Keep it going because your company might be the next unicorn if you do ?

tudorw · 2024-02-17T23:16:14 1708211774

I recall reading a roadmap for camera sensors, this might be folklore it was a long time ago, the takeaway was that they had the technology for the 100mp sensor and the roadmap showed how they would maximise profit using a 20 year curve working up to the release of the final sensor, by which time a new method would meet that curve to continue their dominance, if I had AGI, I would let it out in very small drips.

bamboozled · 2024-02-18T00:31:17 1708216277

Too much fame, money and notoriety at stake, imagine the CEO of OpenAI having 20 years of patience ?

nirav72 · 2024-02-18T03:20:51 1708226451

He’s a relatively young guy that obviously lives well enough right now to be able wait 20 years.

bamboozled · 2024-02-18T04:17:49 1708229869

I'm not sure if greed has boundaries, if something is there for the taking, most business leaders will take it.

Geisterde · 2024-02-18T01:48:36 1708220916

Just because we have the ability to move individual atoms around, doesnt mean its affordable to do so. It probably would have been pretty expensive (and low yield, and cumbersom, and error prone) to make a 100mp camera in 2004.

tudorw · 2024-02-18T03:10:32 1708225832

Fair, it may well have been a roadmap based on some kind of theoretical limit on the technology, also, I am fairly old, so 10mp was probably more likely!

euroderf · 2024-02-18T09:00:46 1708246846

Roll camera! Take one!

marojejian · 2024-02-17T22:52:35 1708210355

Interesting. But gut reaction is that the main use for this is impersonating a human, evading captchas etc.

dannyw · 2024-02-18T01:22:56 1708219376

You can hire human captcha farms for sub pennies already. Systems like reCATCHA are behaviour / profile-based*; the actual captcha bit is almost a stagescreen.

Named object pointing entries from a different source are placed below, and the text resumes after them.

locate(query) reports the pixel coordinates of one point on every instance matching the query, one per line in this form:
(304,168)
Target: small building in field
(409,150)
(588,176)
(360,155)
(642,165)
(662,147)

*At certain thresholds, even solving the captcha correctly will falsely claim it’s wrong. Particularly if you’re not logged into a Google account.

troymc · 2024-02-18T00:12:39 1708215159

When I first heard the term "Windows Copilot", I assumed it was something like this, but so far it seems way less useful.

factormeta · 2024-02-18T03:19:31 1708226371

Wonder if it can tain Automator in Mac?

https://support.apple.com/guide/automator/welcome/mac

anonzzzies · 2024-02-18T10:41:05 1708252865

I asked this when UFO was trending but does this work? I cannot try more of them. I want this, but so far everything is so terrible. So who tried it for non trivial/cherry picked stuff?

causality0 · 2024-02-18T02:17:13 1708222633

I hope it's better at interacting with the OS than ChatGPT is. If I ask ChatGPT to write me a powershell/batch script to do something it works about 25% of the time.

tatersolid · 2024-02-18T15:43:34 1708271014

ChatGPT and Copilot both frequently hallucinate entire plausible-sounding APIs or properties/methods that simply don’t exist. Often this takes a lot of time to debug/resolve. They also often omit proper input validation, error handling, and logging even when prompted to include it.

I want to do a structured efficiency study of programming tasks of human vs human-plus-AI from problem statement through production-ready code. But my org doesn’t have enough devs to make it statistically significant, nor the spare human capacity to invest on duplicative tasks. I assume there must be some studies out there anyone have a reference?

dartharva · 2024-02-18T11:50:42 1708257042

Microsoft's UFO yesterday, and this today. Just beautiful.

I am eagerly looking forward to getting the chance to use these once matured and offload all my gruntwork.

Aerbil313 · 2024-02-18T00:53:55 1708217635

This is the endgame that’ll put many out of their jobs. Not that it’s bad. I personally think humanity will unfortunately need greater and greater efficiency in the coming decades.

lokimedes · 2024-02-17T20:26:18 1708201578

Seemingly beating GPT-4 at GAIA.

WiSaGaN · 2024-02-18T02:46:33 1708224393

This is not an LLM, so it doesn't make much sense to compare it with one. A more appropriate comparison would be something along the lines of GPT-4 OS-Copilot vs. GPT-4 CoT or vs. GPT-4 zero-shot.

hackerlight · 2024-02-17T23:53:02 1708213982

They use GPT-4.

nomel · 2024-02-18T07:46:20 1708242380

Yes, their use is beating raw GPT-4.